She got snubbed at the Oscars last month, but Glenn Close had a winner’s glow when she arrived to host the premiere of Frozen Planet at Lincoln Center’s Alice Tully Hall on Thursday.
And for good reason.
Her cross-dressing Albert Nobbs performance has made her an unexpected LGBTQ hero and one of Newsweek’s 150 Fearless Women (one of just four actresses to make the list). As a sudden spokeswoman for gender issues, The Transom wondered what she made of Congressional Republicans’ efforts to limit the availability of contraceptives.
“Shameful, shameful shameful!” Ms. Close, dressed handsomely in a black suit, told us. “Because what’s really behind that is a real violence towards women, it’s about pulling women down to where we were in the ‘50s. I mean it’s disgusting.”
“I find it beyond belief that there’s even a discussion as to whether they should have birth control,” she went on. “It’s beyond my comprehension.”
There’s no such discussion for the polar bears in Frozen Planet, the Discovery Channel/BBC follow-up to Planet Earth on-air March 18. Impregnated female polar bears simply reabsorb the embryo if they don’t have enough fat stored to raise a cub that winter.
Although the polar bears were the undisputed stars of Frozen Planet, it was the penguins who featured most prominently at the soiree. (The mate-for-life birds more politically safe, perhaps?) A penguin ice sculpture glistened on Broadway in the unseasonable warmth. Two celebrity penguins, Pete and Penny, were flown in from Sea World and walked the red carpet (which was in fact blue). And when guests put down their frosty white penguin-tinis and filed into the screening room, they found their seats already occupied by an impressive colony of plush penguins.

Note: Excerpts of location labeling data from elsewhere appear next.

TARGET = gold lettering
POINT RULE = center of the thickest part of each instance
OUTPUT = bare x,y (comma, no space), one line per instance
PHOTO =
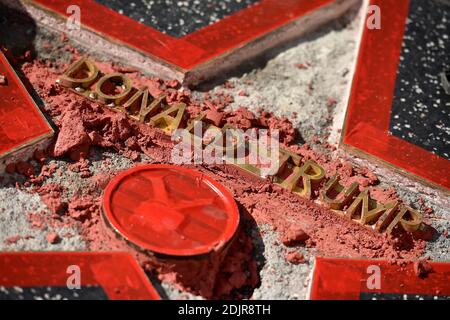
166,121
409,219
367,211
309,173
335,195
82,73
110,82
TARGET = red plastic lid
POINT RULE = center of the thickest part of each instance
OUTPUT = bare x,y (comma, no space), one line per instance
170,210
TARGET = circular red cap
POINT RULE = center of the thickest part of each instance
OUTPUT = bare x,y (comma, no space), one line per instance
170,210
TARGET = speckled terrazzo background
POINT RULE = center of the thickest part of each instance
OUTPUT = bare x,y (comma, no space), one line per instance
177,18
421,108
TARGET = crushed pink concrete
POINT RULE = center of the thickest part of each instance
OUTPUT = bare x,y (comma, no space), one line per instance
83,124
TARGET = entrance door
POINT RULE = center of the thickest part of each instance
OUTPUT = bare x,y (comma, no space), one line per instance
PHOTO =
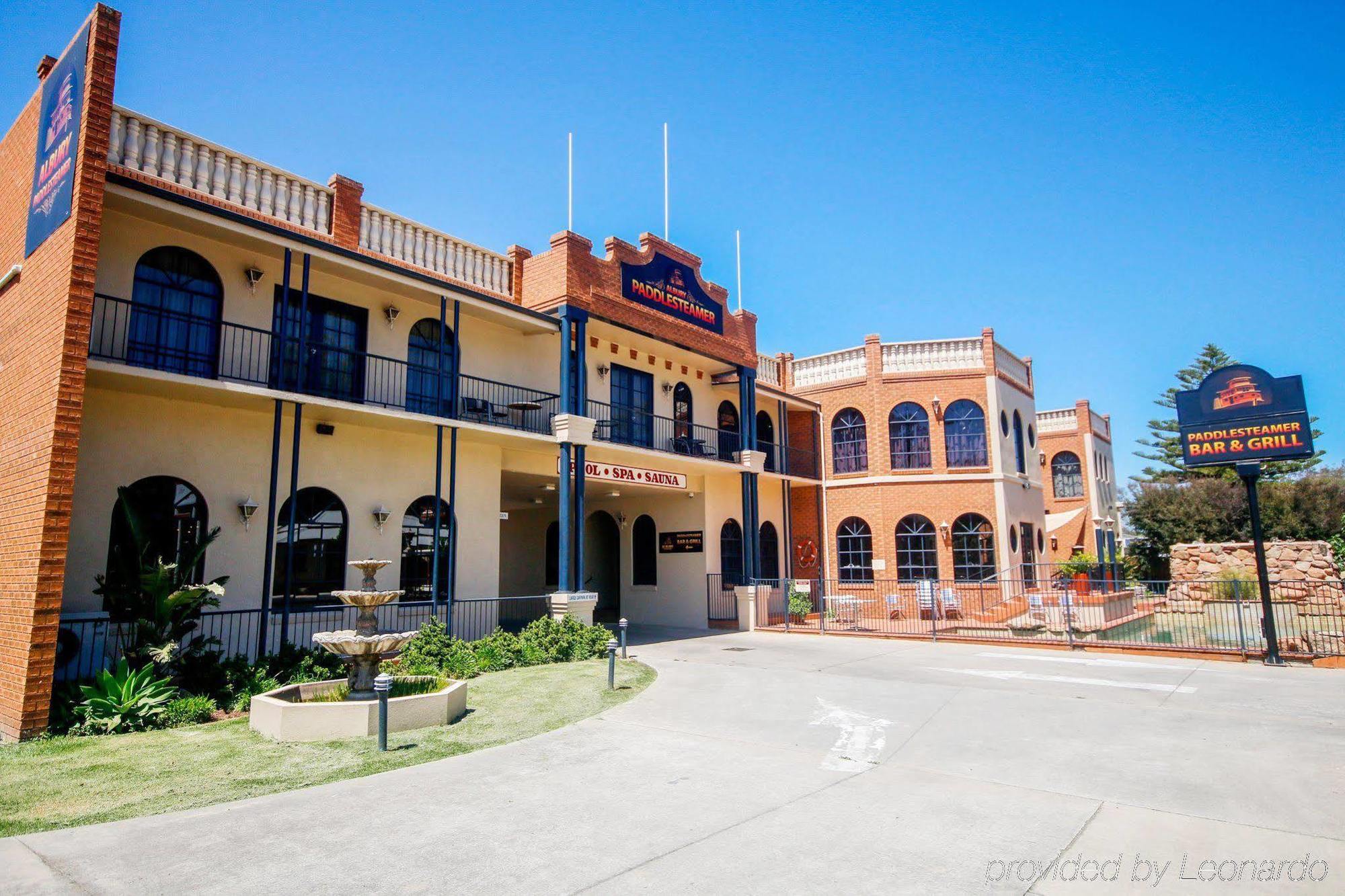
1030,555
603,565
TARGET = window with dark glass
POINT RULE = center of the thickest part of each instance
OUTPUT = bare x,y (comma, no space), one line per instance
319,544
419,549
171,518
909,436
731,553
918,549
973,548
1019,452
1067,479
965,435
176,307
727,420
633,407
328,358
430,376
645,552
849,442
855,551
770,552
766,439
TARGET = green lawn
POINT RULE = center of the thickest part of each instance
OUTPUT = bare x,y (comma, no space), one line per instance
80,780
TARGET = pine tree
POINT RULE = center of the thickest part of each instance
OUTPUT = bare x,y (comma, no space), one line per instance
1164,442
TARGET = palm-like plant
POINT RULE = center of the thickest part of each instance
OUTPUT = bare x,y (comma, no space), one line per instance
127,700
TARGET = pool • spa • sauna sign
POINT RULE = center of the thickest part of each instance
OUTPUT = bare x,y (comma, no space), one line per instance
1242,413
675,290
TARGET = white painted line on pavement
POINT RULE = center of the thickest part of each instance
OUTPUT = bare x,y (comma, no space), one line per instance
1087,661
860,741
1069,680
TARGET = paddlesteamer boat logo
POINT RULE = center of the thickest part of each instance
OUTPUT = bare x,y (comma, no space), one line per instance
59,140
1243,413
672,288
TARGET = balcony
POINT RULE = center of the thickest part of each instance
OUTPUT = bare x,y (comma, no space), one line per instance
189,345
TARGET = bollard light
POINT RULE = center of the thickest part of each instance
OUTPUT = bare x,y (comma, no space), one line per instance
383,684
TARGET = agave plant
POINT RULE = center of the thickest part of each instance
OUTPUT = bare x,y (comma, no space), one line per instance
127,700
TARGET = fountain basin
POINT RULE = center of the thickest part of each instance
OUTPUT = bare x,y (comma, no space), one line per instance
283,715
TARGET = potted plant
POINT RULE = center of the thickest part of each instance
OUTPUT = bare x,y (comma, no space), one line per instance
1078,569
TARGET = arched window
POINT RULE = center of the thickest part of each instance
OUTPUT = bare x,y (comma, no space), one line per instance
1019,452
909,436
849,442
770,567
176,304
731,553
965,435
973,548
855,551
766,439
170,517
728,425
1067,478
430,380
553,553
683,411
319,544
419,549
645,551
918,549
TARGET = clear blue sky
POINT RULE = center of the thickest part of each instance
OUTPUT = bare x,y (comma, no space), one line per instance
1109,188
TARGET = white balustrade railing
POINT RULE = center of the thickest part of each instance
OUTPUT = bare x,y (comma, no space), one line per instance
1012,366
170,154
849,364
1062,420
769,370
933,354
406,240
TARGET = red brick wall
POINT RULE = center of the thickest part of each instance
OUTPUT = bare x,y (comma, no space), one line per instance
45,321
571,274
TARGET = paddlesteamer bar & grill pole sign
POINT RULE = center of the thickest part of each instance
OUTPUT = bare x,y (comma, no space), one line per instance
1242,416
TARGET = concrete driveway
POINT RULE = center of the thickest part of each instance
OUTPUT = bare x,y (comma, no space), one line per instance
789,763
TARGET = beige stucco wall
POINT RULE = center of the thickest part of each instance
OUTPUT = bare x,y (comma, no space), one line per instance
225,452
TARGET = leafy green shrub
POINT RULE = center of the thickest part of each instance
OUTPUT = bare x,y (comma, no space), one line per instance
189,710
127,700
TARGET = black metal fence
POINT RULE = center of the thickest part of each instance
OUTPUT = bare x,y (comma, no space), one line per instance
196,346
1204,616
88,646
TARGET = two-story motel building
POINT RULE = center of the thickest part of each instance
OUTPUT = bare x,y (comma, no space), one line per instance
325,380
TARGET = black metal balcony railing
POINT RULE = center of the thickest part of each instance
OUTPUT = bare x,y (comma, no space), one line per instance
196,346
636,427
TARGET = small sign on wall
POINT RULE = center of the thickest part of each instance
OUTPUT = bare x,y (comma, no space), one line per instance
681,542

The crowd sat with the toy penguins erect in their laps while CEO David Zaslav told them that Delta Airlines had allowed Pete and Penny to freely roam the cabin on their flight to New York.

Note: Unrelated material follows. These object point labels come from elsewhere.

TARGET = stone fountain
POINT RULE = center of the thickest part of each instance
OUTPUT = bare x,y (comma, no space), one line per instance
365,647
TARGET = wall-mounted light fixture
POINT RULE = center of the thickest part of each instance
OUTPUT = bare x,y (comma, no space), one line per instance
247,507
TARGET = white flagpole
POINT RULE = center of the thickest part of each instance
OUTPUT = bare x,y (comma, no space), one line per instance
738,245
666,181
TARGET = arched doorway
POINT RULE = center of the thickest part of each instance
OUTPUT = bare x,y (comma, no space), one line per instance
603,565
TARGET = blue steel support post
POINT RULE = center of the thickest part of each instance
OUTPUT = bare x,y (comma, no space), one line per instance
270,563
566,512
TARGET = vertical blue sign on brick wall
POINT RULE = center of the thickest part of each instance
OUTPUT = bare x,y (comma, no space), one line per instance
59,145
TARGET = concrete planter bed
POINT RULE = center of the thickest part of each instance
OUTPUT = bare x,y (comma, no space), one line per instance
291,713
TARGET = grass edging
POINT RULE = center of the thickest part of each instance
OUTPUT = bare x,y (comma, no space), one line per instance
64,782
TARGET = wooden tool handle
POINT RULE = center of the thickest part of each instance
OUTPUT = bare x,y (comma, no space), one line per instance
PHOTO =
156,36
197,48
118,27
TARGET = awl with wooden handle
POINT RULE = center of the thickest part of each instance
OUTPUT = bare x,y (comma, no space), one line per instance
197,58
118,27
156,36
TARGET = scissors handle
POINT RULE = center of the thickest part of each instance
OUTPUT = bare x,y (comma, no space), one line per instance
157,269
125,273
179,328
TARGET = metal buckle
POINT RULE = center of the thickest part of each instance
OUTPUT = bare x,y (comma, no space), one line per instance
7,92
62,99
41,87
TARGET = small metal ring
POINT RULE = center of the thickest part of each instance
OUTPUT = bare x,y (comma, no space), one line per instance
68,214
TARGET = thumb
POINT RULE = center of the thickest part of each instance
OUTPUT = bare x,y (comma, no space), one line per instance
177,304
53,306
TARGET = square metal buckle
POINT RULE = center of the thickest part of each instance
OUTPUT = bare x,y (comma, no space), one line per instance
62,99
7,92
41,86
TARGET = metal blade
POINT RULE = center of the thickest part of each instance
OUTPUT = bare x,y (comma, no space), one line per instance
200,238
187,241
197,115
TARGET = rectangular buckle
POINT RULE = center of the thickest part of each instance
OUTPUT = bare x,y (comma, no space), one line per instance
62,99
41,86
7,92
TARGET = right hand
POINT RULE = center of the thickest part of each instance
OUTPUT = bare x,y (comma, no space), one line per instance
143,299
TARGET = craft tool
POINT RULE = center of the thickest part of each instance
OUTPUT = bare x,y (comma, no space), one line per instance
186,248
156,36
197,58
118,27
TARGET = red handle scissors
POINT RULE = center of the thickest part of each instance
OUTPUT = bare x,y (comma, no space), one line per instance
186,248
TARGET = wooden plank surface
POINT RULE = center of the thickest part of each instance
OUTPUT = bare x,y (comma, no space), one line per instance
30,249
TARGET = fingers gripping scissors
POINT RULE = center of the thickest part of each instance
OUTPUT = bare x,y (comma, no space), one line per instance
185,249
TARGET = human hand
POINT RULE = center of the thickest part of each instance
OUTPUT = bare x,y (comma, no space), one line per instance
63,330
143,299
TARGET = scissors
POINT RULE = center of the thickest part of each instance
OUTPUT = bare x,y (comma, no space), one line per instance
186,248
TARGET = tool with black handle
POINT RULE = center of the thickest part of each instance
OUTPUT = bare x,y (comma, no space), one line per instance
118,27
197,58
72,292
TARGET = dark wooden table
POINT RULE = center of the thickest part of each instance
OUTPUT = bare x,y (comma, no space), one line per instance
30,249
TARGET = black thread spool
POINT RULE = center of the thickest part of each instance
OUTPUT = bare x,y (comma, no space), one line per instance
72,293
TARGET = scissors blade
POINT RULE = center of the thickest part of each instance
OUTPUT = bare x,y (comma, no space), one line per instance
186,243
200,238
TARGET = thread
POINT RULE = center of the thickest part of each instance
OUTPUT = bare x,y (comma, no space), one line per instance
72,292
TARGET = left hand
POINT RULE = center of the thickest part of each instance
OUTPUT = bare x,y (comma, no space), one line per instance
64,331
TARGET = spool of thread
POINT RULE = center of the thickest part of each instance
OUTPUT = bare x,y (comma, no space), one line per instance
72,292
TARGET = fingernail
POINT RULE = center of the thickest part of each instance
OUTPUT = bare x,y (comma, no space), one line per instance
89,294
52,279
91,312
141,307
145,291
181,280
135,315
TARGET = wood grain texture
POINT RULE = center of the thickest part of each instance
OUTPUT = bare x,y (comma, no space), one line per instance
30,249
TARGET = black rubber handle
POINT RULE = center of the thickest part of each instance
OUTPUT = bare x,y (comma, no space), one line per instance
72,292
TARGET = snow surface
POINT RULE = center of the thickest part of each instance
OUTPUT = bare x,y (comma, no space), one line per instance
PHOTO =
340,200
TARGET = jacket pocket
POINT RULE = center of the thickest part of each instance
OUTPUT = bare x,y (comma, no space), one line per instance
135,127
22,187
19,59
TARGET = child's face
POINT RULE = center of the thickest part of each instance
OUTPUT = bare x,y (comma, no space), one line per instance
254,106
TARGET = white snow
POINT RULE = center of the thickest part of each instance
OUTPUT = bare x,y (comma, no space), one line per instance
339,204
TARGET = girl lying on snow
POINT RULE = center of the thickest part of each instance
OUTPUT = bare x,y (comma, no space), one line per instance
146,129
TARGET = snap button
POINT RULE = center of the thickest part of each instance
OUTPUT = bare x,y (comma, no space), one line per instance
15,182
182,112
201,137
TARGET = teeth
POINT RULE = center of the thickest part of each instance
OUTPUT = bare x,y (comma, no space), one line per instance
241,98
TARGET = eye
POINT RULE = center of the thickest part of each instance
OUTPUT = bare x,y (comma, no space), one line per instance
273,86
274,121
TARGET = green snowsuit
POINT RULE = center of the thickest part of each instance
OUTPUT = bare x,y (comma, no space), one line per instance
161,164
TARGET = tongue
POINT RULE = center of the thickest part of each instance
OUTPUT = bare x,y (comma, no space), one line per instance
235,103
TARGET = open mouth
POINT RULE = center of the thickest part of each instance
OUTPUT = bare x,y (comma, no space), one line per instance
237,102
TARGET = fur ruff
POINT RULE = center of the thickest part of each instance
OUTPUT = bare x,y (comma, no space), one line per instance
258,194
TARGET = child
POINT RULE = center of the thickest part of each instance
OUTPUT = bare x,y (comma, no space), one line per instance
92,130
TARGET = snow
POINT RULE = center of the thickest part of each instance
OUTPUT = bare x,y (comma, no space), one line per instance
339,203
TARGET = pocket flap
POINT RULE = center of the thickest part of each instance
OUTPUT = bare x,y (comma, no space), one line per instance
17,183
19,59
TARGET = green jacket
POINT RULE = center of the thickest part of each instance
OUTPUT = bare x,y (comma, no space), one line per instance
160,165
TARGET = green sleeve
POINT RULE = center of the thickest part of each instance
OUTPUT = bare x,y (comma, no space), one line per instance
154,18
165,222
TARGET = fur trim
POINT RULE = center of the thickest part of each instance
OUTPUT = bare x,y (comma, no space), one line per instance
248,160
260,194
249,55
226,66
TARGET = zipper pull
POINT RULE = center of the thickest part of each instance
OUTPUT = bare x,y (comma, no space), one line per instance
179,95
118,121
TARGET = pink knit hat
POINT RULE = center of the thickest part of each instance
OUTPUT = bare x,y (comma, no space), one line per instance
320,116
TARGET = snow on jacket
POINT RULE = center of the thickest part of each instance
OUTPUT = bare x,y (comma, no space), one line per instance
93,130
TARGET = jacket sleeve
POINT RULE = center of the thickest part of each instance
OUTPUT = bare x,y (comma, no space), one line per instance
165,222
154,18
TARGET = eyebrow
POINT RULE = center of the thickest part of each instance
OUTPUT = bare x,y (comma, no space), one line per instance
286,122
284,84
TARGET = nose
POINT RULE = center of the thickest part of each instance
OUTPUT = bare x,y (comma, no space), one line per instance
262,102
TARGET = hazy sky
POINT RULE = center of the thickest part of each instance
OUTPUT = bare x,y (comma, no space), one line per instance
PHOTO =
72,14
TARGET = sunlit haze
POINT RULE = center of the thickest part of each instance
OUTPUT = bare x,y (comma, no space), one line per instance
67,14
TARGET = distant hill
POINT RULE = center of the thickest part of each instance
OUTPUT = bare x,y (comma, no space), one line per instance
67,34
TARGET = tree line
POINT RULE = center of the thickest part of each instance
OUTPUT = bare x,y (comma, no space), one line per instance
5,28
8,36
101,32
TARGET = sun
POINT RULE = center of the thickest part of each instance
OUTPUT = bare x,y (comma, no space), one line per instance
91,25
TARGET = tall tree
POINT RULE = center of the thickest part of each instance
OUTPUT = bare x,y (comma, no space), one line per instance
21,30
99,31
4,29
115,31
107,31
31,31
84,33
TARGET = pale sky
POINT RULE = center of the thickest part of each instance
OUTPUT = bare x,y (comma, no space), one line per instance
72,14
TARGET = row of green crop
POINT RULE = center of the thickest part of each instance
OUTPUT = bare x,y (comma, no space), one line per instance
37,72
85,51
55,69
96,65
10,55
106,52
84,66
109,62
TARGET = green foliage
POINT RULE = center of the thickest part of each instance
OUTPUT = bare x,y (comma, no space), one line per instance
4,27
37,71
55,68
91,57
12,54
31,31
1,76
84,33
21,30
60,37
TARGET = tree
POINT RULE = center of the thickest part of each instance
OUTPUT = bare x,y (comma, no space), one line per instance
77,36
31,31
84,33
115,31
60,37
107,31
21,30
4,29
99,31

“True story,” Mr. Zaslev said, as a cell phone snap of a bird waddling up the aisle (e-mailed to him by a Discovery investor on the same flight) illuminated the screen.
After cuddling through the first episode of the series, which is narrated by Alec Baldwin, the audience was asked to leave the plush penguins behind; they would be reunited via a gift bag. The command proved difficult to follow—and not just for the many children in attendance.
“Trying to get me to part with my penguin?” actress Celia Weston muttered to a friend upon exiting the theater, still clutching the toy. “Please.”
Out in the lobby, hungry guests flocked to three sushi bars like shearwaters migrate to fish-rich Arctic Ocean in the summers. Others dropped by Pete and Penny’s receiving line.
Their handler explained to a small crowd gathered that the duo have a longer lifespan than the specimen in Frozen Planet, thanks to the cushy amenities of captivity: mild weather, regular feedings, no predators…
“…manicures, pedicures, massages,” joked actress Samantha Mathis, as a photographer asked her to pose for a photo.